Varcando la soglia de Le Rune, ci si trova accolti da un ambiente che lascia trasparire una chiara attenzione all’essenza ligure, senza però indulgere in nostalgie d’altri tempi. Gli interni, sobri e curati nei dettagli, invitano a una dimensione intima e raccolta: arredi in legno dalle tinte naturali, illuminazione garbata, qualche dettaglio che richiama la tradizione genovese senza ostentarla. Si percepisce immediatamente il desiderio di offrire un’esperienza autentica, dove la contemporaneità dialoga con la memoria locale, restituendo un senso di appartenenza mai artificioso.
In cucina, la regia di Alberto Lovisa e Simona Pelizza si rivela in piatti costruiti con essenzialità e tecnica, dosando con misura ogni intervento sull’ingrediente. La loro visione si potrebbe descrivere come un ritorno al valore originario delle materie prime, esaltate attraverso preparazioni che evitano ogni eccesso, con accenti che sussurrano la Liguria piuttosto che proclamarla ad alta voce. Il risultato sulla tavola è un equilibrio che giunge silenzioso, scandito dai profumi lievi di erbe aromatiche fresche e dal carattere netto dei sapori locali.

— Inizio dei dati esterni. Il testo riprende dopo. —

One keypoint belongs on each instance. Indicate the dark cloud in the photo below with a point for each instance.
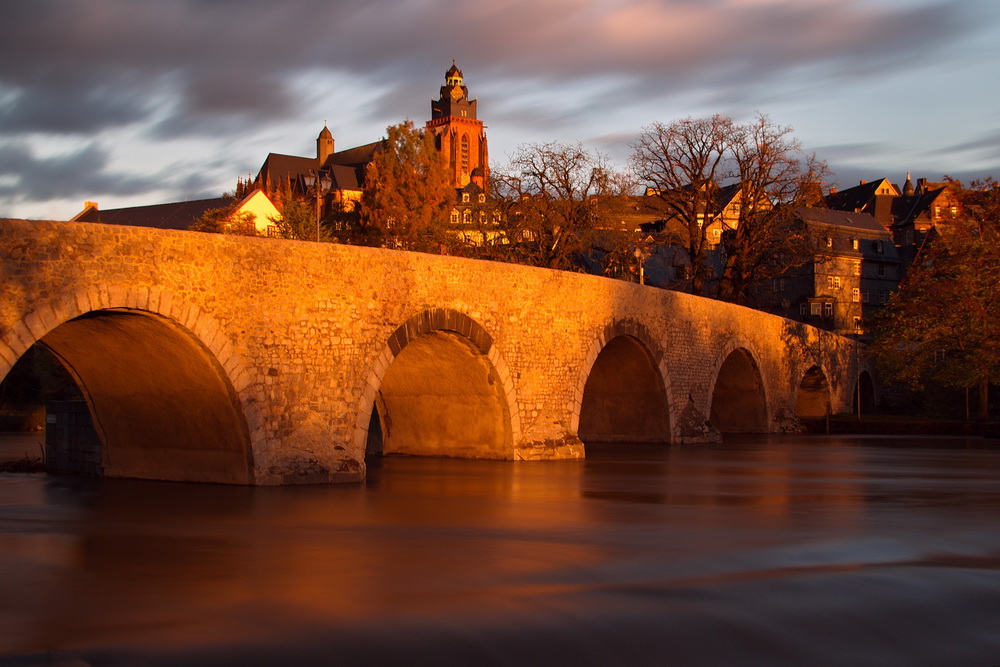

Il menù stesso appare frutto di una ricerca ponderata: le portate privilegiano una stagionalità rispettata con rigore, e la presentazione segue un linguaggio sobrio, privo di artifici inutili ma mai trascurato nell’estetica. I colori dei piatti, spesso giocati su tonalità delicate, riflettono l’identità ligure anche nel modo in cui vengono disposti: ogni elemento si nota, ma nessuno sovrasta gli altri, mantenendo una coerenza cromatica che accompagna con discrezione la degustazione. Non emergono piatti divenuti simbolo, ma piuttosto una coesione stilistica che preferisce la continuità all’effetto sorpresa.
Una delle caratteristiche che contraddistingue Le Rune è la capacità di diversificarsi nel panorama cittadino, mantenendo una proposta solida e riconoscibile, come attestato dalla menzione nella Guida Michelin. Questa presenza sancisce il valore di una cucina che si affida a una tecnica sicura, esprime rispetto per i prodotti locali e coltiva una sobria eleganza. La narrazione gastronomica di Lovisa e Pelizza sembra suggerire, più che dichiarare, che il piacere del pasto nasce dall’armonia sottile tra sapore e ricordo, senza la necessità di proclami scenografici.